For each sequence, Ornithine decarboxylase Antizyme Finder (OAF) returns a putative Ornithine decarboxylase Antizyme (OAZ). For each sequence, the result is formatted as a FASTA format, a GenBank entry fragment, a raw sequence or an XML record with a Document Type Definition (DTD).

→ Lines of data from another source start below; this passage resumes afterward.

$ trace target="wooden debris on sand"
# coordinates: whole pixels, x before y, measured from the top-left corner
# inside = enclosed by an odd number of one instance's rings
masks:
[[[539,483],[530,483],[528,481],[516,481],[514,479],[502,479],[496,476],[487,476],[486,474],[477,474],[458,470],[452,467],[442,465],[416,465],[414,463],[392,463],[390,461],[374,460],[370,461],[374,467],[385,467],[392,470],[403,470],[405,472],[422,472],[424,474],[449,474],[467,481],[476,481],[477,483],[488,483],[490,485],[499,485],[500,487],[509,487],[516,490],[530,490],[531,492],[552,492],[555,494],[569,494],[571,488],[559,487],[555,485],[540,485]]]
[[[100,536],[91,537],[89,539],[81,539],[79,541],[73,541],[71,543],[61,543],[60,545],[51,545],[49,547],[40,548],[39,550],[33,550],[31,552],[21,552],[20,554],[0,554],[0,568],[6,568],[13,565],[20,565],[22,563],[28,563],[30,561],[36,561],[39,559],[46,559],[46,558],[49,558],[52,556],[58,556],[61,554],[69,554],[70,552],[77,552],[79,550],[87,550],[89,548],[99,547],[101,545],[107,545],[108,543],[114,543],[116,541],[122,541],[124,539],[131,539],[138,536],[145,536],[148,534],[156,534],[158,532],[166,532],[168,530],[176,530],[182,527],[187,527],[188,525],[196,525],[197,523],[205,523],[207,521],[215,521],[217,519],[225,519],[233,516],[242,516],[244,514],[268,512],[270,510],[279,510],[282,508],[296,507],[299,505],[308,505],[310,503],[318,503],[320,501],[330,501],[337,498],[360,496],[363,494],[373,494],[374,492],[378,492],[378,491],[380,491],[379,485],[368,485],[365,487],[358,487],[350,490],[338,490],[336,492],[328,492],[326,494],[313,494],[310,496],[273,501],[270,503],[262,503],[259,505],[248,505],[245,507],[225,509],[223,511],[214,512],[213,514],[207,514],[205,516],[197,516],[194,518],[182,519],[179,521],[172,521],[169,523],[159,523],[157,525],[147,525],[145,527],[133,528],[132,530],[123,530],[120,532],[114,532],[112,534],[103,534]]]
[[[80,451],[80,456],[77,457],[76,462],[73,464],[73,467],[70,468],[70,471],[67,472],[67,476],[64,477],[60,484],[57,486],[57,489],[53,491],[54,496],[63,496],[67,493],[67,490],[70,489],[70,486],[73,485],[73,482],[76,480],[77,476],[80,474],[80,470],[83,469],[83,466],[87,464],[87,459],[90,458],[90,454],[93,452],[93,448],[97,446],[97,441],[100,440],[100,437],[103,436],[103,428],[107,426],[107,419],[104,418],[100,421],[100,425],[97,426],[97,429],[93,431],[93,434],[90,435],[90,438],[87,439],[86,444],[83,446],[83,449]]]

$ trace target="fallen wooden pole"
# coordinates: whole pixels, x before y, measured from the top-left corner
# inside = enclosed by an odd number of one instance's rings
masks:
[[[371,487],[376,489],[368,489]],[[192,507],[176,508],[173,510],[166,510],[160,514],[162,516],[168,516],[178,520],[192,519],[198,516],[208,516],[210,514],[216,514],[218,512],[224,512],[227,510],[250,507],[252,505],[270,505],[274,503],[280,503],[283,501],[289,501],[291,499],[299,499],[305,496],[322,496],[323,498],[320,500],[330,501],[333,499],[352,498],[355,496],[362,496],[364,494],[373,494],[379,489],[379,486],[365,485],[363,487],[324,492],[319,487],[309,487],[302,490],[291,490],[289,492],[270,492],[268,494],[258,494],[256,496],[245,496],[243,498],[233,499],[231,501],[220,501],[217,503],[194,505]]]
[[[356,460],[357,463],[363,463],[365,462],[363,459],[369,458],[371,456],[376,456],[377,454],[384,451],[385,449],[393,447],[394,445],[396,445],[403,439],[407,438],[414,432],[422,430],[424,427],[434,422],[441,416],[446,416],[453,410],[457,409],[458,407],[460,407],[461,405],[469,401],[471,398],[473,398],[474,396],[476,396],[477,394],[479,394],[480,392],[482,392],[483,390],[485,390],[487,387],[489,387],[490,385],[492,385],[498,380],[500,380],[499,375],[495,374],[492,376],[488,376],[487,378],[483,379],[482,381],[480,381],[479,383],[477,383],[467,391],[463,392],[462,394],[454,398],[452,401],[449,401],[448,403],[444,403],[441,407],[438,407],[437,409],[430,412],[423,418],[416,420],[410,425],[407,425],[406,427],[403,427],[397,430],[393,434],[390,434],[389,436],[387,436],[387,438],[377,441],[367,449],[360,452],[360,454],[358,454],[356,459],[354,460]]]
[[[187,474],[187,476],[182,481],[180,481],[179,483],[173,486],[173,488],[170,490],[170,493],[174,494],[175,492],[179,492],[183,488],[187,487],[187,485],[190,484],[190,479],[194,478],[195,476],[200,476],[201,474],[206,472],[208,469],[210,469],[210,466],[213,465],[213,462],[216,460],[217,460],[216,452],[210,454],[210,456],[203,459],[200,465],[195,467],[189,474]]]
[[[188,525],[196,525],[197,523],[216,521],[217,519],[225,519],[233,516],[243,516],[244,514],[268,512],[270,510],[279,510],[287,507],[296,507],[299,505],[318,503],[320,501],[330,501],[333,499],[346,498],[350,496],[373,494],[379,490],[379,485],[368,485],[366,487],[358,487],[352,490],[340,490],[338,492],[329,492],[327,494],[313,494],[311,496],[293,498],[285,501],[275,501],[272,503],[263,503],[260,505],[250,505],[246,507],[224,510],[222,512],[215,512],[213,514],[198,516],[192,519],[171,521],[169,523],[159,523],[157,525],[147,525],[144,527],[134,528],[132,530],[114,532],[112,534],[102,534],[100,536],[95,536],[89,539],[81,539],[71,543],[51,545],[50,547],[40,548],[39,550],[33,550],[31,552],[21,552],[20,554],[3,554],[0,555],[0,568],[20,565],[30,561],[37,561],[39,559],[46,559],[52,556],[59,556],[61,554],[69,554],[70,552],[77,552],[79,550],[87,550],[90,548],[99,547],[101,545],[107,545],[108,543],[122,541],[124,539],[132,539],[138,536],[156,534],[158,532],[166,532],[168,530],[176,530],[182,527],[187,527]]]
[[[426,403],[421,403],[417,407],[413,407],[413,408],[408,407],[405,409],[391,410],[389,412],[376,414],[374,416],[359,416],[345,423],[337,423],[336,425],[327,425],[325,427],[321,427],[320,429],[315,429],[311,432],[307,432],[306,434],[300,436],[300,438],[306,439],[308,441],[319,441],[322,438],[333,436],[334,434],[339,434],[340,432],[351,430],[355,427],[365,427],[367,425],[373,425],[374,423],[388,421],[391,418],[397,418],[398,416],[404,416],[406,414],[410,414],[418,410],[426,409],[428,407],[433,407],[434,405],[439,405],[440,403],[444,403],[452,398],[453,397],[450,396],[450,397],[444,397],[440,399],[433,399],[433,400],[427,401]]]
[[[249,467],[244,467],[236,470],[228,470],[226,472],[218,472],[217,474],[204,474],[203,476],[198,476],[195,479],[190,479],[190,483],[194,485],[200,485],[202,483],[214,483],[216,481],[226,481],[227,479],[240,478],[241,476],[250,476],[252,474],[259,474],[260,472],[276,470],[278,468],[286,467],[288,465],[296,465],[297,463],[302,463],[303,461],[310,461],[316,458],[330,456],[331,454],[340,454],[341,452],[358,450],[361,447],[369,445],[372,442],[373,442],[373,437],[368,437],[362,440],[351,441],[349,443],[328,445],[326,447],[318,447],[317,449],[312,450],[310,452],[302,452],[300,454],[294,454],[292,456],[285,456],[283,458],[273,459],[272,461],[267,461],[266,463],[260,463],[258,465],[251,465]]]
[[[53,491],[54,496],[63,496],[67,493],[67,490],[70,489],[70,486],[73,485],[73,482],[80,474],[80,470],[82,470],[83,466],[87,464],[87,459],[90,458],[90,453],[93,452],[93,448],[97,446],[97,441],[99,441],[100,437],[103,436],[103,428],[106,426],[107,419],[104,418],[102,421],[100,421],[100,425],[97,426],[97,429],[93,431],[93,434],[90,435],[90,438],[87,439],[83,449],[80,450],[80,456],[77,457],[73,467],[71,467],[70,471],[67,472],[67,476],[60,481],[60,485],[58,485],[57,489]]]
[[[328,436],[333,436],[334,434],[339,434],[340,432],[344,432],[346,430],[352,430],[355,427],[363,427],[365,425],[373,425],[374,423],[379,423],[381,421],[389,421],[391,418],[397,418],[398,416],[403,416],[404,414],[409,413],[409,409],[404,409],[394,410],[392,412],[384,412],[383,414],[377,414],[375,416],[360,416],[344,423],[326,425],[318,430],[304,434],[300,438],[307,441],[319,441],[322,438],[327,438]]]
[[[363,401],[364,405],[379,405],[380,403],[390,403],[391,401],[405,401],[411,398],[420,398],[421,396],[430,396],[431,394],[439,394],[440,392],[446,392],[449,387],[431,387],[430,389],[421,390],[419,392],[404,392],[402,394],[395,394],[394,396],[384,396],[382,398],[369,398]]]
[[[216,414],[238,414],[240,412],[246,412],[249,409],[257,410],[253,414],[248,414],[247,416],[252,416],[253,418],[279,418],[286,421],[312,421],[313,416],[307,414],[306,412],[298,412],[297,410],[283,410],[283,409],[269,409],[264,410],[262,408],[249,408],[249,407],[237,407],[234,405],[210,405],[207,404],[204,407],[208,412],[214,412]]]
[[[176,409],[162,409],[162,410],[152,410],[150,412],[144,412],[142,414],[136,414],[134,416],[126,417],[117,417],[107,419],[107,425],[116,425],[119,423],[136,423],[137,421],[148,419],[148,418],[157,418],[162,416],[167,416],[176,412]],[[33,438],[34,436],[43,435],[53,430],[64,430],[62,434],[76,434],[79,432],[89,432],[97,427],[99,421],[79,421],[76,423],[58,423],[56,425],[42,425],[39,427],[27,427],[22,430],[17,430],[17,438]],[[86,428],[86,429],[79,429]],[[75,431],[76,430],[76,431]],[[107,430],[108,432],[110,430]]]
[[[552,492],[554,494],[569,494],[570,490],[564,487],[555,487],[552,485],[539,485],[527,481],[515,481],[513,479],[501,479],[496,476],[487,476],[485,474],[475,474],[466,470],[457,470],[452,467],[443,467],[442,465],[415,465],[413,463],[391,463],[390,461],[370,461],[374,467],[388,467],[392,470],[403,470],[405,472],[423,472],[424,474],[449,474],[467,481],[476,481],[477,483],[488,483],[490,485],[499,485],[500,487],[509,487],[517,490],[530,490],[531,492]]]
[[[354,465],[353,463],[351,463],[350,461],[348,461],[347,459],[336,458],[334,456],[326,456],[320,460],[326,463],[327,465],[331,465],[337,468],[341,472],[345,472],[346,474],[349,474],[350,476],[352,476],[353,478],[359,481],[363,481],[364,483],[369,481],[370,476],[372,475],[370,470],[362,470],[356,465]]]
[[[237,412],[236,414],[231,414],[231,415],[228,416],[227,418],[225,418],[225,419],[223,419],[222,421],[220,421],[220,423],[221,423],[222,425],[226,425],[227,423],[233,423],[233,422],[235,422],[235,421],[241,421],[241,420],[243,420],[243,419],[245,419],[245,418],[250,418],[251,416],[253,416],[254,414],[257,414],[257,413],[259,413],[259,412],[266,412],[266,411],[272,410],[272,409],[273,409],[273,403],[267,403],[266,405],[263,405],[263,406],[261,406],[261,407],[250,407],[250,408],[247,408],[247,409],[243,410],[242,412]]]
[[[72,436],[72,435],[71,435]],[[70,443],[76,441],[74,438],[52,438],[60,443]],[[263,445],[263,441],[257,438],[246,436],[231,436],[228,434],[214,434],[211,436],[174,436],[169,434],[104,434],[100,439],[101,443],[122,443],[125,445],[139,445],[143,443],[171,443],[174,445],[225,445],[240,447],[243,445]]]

If no OAZ is detected, then the message No Hit is displayed.

Advanced Query

Accessing sequence data from the GenBank databases is straightforward. Data can be accessed by means of the sequence's accession number or id. For retrieving data from genbank, for example, the command could be as follows:
>./oaf.pl --format=xml --genbank=NM_004152

Example of result:

<oafxml version="1.2">
 <analysis>
  <program>
   <prog-name>OAF.pm</prog-name>
   <prog-version>1.0.1</prog-version>
  </program>
  <date>
   <day>8</day>
   <month>3</month>
   <year>2007</year>
  </date>
  <parameter>
   <evalue>1e-40</evalue>
   <table>1</table>
  </parameter>
 </analysis>
 <sequence id="NM_004152.seq">
  <input>
   <seq type="dna" length="1146">TTT [cut] CGA</seq>
  </input>
  <output id="NM_004152">
   <gene id="NM_004152.1">
    <coord>79..766</coord>
    <name>OAZ1</name>
    <seq type="dna" length="688">ATG [cut] TAG</seq>
   </gene>
   <cds id="NM_004152.2">
    <coord>join(79..282,284..766)</coord>
    <name>OAZ1</name>
    <note>OAZ1 ORF0: 4.8e-55 ORF1: 4.8e-136</note>
    <product>Ornithine decarboxylase antizyme 1</product>
    <seq type="prt" length="228">MVK [cut] EEE</seq>
    <model hmm="OAZ1_ORF1">4.8e-136</model>
    <model hmm="OAZ1_ORF0">4.8e-55</model>
   </cds>
   <frameshift id="NM_004152.3" evalue="0.039">
    <psite>TCC</psite>
    <asite>TGA</asite>
    <downstream>T</downstream>
   </frameshift>
  </output>
 </sequence>
</oafxml>

More complex Query

Very large databases present special problems to automated projects. Bioperl's ortholog mode addresses this situation. The ortholog mode is a compliant process that retrieves only a subset of sequences before running the OAZ search. The aim is to enable search in very large sequences database without running out of memory and, at the same time, preserving the usability. As a result, from the user's perspective, using the ortolog mode is almost identical to using the other modes. The principal difference is in the input file must be an amino acid sequence file. Another difference is that input sequence is used as a query against a database of nucleic acids. These differences are illustrated in the following example:

Example of FASTA format:

>a_known_oaz_protein
MINTQDSSILPLSKCPQLQCCRHIVPGPLWCSDAPHPLSKIPGGRGGGRD
PSLSALIYKDEKLTVTQDLPVNDGKPHIVHFQYEVTEVKVSSWDAVLSSQ
SLFVEIPDGLLADGSKEGLLALLEFAEEKMKVNYVFICFRKGREDRAPLL
KTFSFLGFEIVRPGHPCVPSRPDVMFMVYPLDQNLSDED

Example of command-line:
>./oaf.pl --expect=2e-5 -r --bank=refseq_rna --orhto=example.aa

Example of result:

>gi|93141218|ref|NM_008753.4|OAZ1
MVKSSLQRILNSHCFAREKEGDKRSATLHASRTMPLLSQHSRGGCSSESSRVALNCCSNLGPGPRWCSDVPHPPLKIPGG
RGNSQRDHSLSASILYSDERLNVTEEPTSNDKTRVLSIQSTLTEAKQVTWRAVWSGGGLYIELPAGPLPEGSKDSFAALL
EFAEEQLQADHVFICFPKNREDRAALLRTFSFLGFEIVRPGHPLVPKRPDACFMVYTLEREDPGEED

>gi|37596299|ref|NM_010952.2|OAZ2
MINTQDSSILPLSKCPQLQCCRHIVPGPLWCSDAPHPLSKIPGGRGGGRDPSLSALIYKDEKLTVTQDLPVNDGKPHIVH
FQYEVTEVKVSSWDAVLSSQSLFVEIPDGLLADGSKEGLLALLEFAEEKMKVNYVFICFRKGREDRAPLLKTFSFLGFEI
VRPGHPCVPSRPDVMFMVYPLDQNLSDED

>gi|8567381|ref|NM_016901.1|OAZ3
MLPCCYKSITYKEQEDLTLRPHCCLPCSCLPCSCLQCSESLGGLQVGRSTAQEKDHSQLKELYSAGNLTVLSTDPLLHQD
PVQLDFHFRLTPHSSAHWHGLLCDHRLFLDIPYQALDQGNRESLTATLEYVEEKTNVDSVFVNFQIDRKDRGALLRAFSY
MGFEVVRPDHPALPPWDNVIFMVYPLERDLGHPGQ

...

As result, oaf.pl uses the NCBI remote blast server, and the 'refseq_rna' database to retrieve the putative ortholog sequences. Set the expected value (E-value) at 2e^-5.